# SW1 - Swift Networks Group



## System (25 May 2016)

On May 25th, 2016, Stanfield Funds Management Limited (SFN) changed its name and ASX code to Swift Networks Group Limited (SW1).

http://www.swiftnetworks.com.au


----------



## greggles (17 July 2018)

Swift Networks Group has outperformed expectations with better than expected earnings growth in their FY18 preliminary results, which were released today.

EBITDA for FY18 of $2.7 million compared to $1 million in FY17, representing EBITDA growth of 166% year-on-year and $4.2 million over the last 2 years. Cash position of $3.2 million at at 30 June 2018, a 43% increase when compared with 30 June 2017.

More importantly, revenue growth has been rapid in the last 12 months. Swift's FY18 revenue was $22.3 million, having delivered annual revenue growth of 31%. As at June 2018, Swift's annualised contracted revenue increased 44% year-on-year to $15.7 million. The successful roll-out of the Company's reseller and partnership strategy delivered 43% of all new sales in FY18, with further acceleration expected in FY19.

I read elsewhere that Hartley's have recently updated their coverage on SW1 and maintain a 55c target and expect more revenue to come in FY19 from contracts secured over last 6 months due to timing issues. However, I have not personally read this report and this information is second hand although I have no reason to doubt its accuracy.
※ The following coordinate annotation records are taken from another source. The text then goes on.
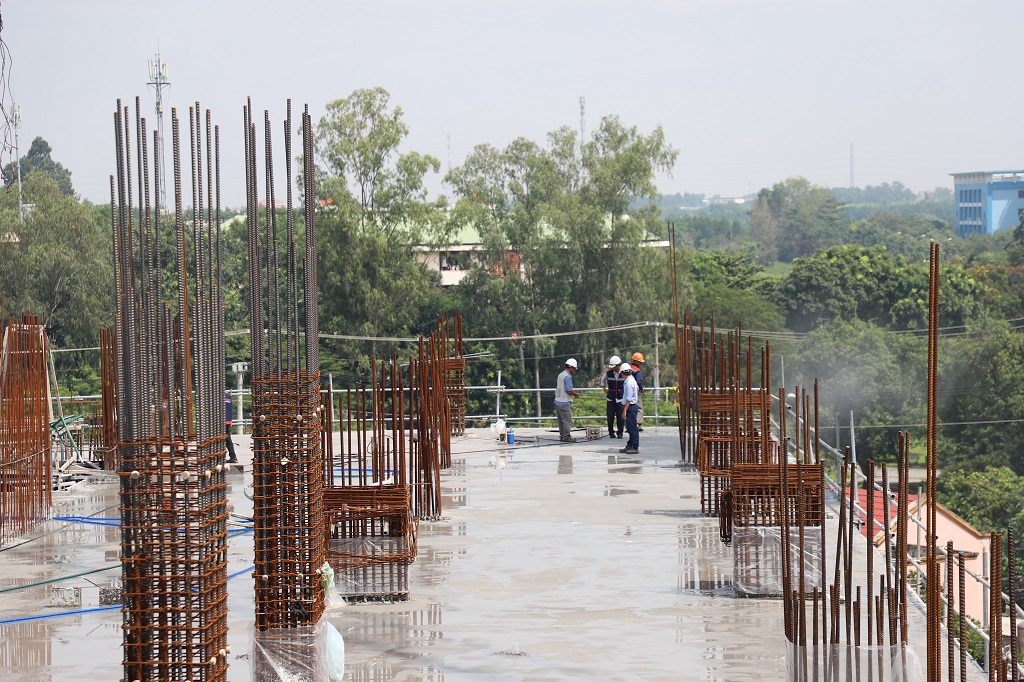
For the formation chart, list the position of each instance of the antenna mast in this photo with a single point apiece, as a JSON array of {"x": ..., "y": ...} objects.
[
  {"x": 15, "y": 120},
  {"x": 583, "y": 119},
  {"x": 158, "y": 80}
]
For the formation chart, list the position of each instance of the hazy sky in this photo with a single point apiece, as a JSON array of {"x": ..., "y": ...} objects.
[{"x": 750, "y": 91}]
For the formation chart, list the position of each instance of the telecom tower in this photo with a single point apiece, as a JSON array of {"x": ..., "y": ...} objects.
[{"x": 158, "y": 80}]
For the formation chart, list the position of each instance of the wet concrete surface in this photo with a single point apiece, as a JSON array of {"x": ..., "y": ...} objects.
[{"x": 551, "y": 561}]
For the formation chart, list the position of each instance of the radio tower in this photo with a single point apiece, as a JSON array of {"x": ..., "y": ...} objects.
[
  {"x": 583, "y": 119},
  {"x": 158, "y": 80}
]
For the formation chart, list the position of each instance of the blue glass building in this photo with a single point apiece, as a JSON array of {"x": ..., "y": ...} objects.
[{"x": 986, "y": 202}]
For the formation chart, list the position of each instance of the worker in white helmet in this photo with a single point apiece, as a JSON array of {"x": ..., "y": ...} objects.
[
  {"x": 611, "y": 384},
  {"x": 563, "y": 400}
]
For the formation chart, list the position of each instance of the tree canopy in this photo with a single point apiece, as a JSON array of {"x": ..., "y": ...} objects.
[{"x": 38, "y": 161}]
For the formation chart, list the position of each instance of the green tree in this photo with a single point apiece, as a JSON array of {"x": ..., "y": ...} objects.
[
  {"x": 880, "y": 377},
  {"x": 377, "y": 212},
  {"x": 990, "y": 499},
  {"x": 794, "y": 219},
  {"x": 868, "y": 284},
  {"x": 982, "y": 391},
  {"x": 38, "y": 161},
  {"x": 57, "y": 265}
]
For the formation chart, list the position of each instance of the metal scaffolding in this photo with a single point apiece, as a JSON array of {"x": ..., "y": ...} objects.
[
  {"x": 25, "y": 427},
  {"x": 169, "y": 407},
  {"x": 288, "y": 418}
]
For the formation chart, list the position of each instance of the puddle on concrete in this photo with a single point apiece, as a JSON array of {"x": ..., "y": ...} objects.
[
  {"x": 534, "y": 576},
  {"x": 624, "y": 464},
  {"x": 613, "y": 491}
]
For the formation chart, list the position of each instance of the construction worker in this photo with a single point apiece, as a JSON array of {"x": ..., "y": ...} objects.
[
  {"x": 563, "y": 400},
  {"x": 636, "y": 363},
  {"x": 611, "y": 384},
  {"x": 630, "y": 410}
]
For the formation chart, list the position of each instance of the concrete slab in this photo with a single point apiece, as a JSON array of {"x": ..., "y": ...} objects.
[{"x": 552, "y": 561}]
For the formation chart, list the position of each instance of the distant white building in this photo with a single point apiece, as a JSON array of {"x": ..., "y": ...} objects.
[{"x": 985, "y": 202}]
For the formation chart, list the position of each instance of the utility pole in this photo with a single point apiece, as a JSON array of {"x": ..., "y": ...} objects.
[
  {"x": 158, "y": 80},
  {"x": 16, "y": 120}
]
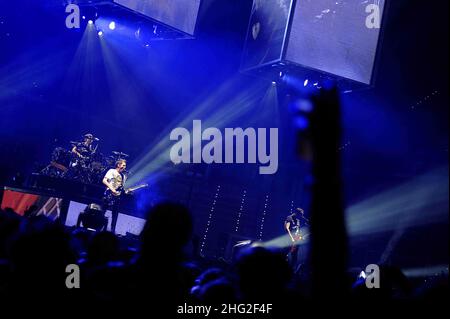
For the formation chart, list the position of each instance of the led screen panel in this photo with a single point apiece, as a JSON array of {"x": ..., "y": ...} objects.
[
  {"x": 333, "y": 36},
  {"x": 179, "y": 14}
]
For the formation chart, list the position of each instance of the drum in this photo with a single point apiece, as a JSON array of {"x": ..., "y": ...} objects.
[
  {"x": 61, "y": 156},
  {"x": 59, "y": 164}
]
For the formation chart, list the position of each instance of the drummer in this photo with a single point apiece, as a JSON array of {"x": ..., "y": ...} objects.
[{"x": 85, "y": 149}]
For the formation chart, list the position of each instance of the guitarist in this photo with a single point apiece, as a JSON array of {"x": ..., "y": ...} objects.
[
  {"x": 114, "y": 180},
  {"x": 292, "y": 225}
]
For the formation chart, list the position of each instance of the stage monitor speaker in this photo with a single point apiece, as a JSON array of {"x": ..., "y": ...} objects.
[{"x": 335, "y": 39}]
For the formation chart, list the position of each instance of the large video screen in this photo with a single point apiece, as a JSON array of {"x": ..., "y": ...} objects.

The SW1 share price finished the day at 40c, up 15.94% on yesterday's close.


----------



## System (21 February 2019)

On January 20th, 2019, Swift Networks Group Limited changed its name to Swift Media Limited.


----------



## System (14 January 2022)

On January 14th, 2022, Swift Media Limited changed its name to Swift Networks Group Limited.


----------